Henson has far-reaching implications for banks and consumers alike. A consumer may not readily know whether a party seeking to collect on his or her debt is subject to the FDCPA, since a collection notice may not disclose whether the party seeking to collect owns the debt or not. To discourage the commencement of consumer lawsuits, buyers of debt may wish to expressly assert they are owners of the debt in their collection materials.
It is also worth noting that many states, including Washington, have adopted statutes that similarly define debt collectors as those who collect on debts owed another. RCW 19.16.100(4)(a). Henson’s interpretation of the FDCPA is not necessarily binding on interpretations of these state statutes, so it will be interesting to observe whether state courts follow the U.S. Supreme Court’s interpretation of these provisions when their statutory language is identical or similar. Some state legislatures may wish to amend their statutes expressly to regulate collection practices of entities that are in the business of purchasing and collecting on defaulted debt, like the broader definition of debt collector already adopted in Oregon, 2015 ORS 646.639(1)(g).

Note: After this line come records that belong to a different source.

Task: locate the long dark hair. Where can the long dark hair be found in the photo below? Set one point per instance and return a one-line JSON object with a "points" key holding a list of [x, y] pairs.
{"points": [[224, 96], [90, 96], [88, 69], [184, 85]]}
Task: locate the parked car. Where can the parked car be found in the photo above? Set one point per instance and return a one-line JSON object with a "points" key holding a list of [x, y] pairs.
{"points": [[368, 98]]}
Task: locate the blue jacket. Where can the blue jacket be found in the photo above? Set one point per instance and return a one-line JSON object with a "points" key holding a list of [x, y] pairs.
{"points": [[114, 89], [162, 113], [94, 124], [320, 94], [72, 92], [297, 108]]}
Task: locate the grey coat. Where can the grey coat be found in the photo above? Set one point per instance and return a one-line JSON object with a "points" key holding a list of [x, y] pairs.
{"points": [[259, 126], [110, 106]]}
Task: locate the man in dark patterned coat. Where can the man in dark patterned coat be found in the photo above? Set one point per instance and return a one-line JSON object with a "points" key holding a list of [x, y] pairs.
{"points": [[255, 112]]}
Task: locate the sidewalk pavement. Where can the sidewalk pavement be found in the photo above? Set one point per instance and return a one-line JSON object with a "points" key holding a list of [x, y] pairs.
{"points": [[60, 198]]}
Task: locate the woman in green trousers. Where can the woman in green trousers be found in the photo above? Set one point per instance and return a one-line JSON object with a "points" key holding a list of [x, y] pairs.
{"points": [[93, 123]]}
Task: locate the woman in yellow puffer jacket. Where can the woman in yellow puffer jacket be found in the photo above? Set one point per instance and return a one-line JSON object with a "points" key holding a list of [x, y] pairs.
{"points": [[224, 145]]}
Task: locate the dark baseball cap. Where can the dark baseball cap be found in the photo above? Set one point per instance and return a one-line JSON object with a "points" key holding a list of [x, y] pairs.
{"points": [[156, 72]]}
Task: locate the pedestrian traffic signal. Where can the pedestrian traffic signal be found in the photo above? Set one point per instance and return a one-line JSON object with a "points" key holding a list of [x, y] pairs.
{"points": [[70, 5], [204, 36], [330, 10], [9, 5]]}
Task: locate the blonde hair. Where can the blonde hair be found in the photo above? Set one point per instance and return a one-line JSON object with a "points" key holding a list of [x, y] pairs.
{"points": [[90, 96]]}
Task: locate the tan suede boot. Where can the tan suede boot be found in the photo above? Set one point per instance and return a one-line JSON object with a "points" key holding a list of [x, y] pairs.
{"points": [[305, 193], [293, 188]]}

Notably, the FDCPA does not preempt any state law that is more protective of the consumer than the FDCPA. 15 U.S.C. § 1692(n), (o).
Finally, recognizing that the FDCPA does not apply to most first-party collection practices, the CFPB has announced that it may rely on alternative rulemaking authority to regulate debt collection practices of entities that may fall outside the scope of the FDCPA. The CFPB has the authority under the Dodd-Frank Act to promulgate rules to regulate debt collection activities of “covered persons,” which include creditors seeking to collect on debts that relate to consumer financial product or service. See 12 U.S.C. § 5514 (Dodd-Frank Act § 1024). As recently as June 8, the CFPB announced that it is moving forward with the promulgation of rules that will apply to both first- and third-party creditors, but no such rules are yet in place.